Fluorescence émise par les neurones primaires spécifiques à la douleur, entourant le noyau (rond central noir). Dans ce petit film, on voit clairement que l’intensité de la fluorescence varie. Et ce, en relation avec la douleur ressentie © Jonathan Damblon / Université Laval

Un changement de seuil ?

Résultats ? « J’ai trouvé une différence entre les souris neuropathiques et les souris qui n’ont pas mal, mais elle n’est pas évidente à mettre en évidence. J’ai observé deux populations différentes de neurones chez les animaux non-souffrants, dont l’une disparaît chez les animaux neuropathiques. »

« Je travaille avec un appareil qui exerce une pression très calibrée sur la patte. J’augmente la pression petit à petit pour voir comment les neurones s’adaptent à la pression croissante. Chez les souris neuropathiques, tous les neurones répondent très vite. Au contraire, chez les animaux non-neuropathiques, il existe des neurones qui répondent rapidement, et d’autres beaucoup plus lentement », explique le doctorant.

Comment expliquer cette observation ? « Il y a deux hypothèses, mais elles sont difficiles à vérifier. La douleur induit soit la disparation des neurones qui répondent lentement soit un changement de seuil : c’est-à-dire que ces neurones spécifiques réagissent plus rapidement ou qu’ils sont activés à un seuil de pression plus bas, on ne peut dès lors plus les différencier des autres. »
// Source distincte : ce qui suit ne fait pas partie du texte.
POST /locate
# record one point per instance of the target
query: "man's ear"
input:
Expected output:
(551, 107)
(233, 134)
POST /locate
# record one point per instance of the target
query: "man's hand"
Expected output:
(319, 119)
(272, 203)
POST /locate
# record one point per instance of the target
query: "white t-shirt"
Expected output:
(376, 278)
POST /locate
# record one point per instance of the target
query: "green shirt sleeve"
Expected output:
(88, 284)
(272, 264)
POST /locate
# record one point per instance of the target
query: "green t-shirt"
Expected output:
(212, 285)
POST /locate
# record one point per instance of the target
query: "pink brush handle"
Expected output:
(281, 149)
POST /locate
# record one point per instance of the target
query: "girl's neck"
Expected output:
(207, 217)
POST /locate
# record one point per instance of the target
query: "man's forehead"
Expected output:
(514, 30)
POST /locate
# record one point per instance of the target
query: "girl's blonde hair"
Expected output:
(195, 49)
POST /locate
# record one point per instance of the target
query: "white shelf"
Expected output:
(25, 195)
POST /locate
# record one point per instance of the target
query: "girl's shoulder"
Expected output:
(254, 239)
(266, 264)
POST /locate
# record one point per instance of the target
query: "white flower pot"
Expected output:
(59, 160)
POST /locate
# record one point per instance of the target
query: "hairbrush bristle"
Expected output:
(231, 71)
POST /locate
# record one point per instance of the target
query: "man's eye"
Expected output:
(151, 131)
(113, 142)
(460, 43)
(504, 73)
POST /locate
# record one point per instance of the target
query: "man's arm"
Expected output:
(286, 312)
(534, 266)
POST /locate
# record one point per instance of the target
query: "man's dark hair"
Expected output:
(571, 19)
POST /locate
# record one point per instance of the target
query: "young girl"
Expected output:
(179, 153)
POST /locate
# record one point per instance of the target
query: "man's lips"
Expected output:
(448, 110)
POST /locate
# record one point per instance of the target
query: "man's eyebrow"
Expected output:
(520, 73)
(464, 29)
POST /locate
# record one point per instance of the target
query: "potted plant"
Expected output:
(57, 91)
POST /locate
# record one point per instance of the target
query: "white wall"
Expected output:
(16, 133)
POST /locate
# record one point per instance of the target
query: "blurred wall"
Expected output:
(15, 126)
Pour illustrer ce point, prenons l’exemple (non-neuropathique) du coup de soleil : la peau devient alors douloureuse à une pression qui d’ordinaire ne fait pas mal, cela est dû à un changement de seuil.

Jonathan Damblon © Université Laval

Un profond besoin de collaborations

Jonathan Damblon, financé par une bourse WBI.WORLD souhaite déposer sa thèse d’ici 1,5 à 2 ans, soit 7 ans après l’avoir débutée. « Au Québec, les doctorats sont souvent plus longs qu’en Belgique . Et particulièrement dans le laboratoire du neurologue Yves De Koninck : les doctorants qu’il accepte ont la particularité de ne pas avoir de sujet en arrivant. Il faut donc le construire sur place. Cela prend un à deux ans, parfois plus. L’avantage, c’est qu’on est nettement plus libre que dans les universités européennes, où les doctorants sont très encadrés. Mais d’un autre côté, la liberté peut faire perdre du temps. »

Quid pour l’avenir ? « J’adore la recherche, c’est d’ailleurs pour cela que j’ai réalisé mes deux dernières années de master en option « recherche ». Toutefois, je ne ferai un post-doctorat qu’à la condition de trouver un labo qui me convient totalement. C’est-à-dire un labo où de nombreuses collaborations sont possibles et où le directeur de recherche est présent et proche de ses chercheurs », explique Jonathan Damblon.

La recherche en industrie et la communication scientifique pourraient lui plaire également. En quel endroit du monde ? Ayant vécu en de nombreux pays depuis sa tendre enfance, il ne se met aucune barrière.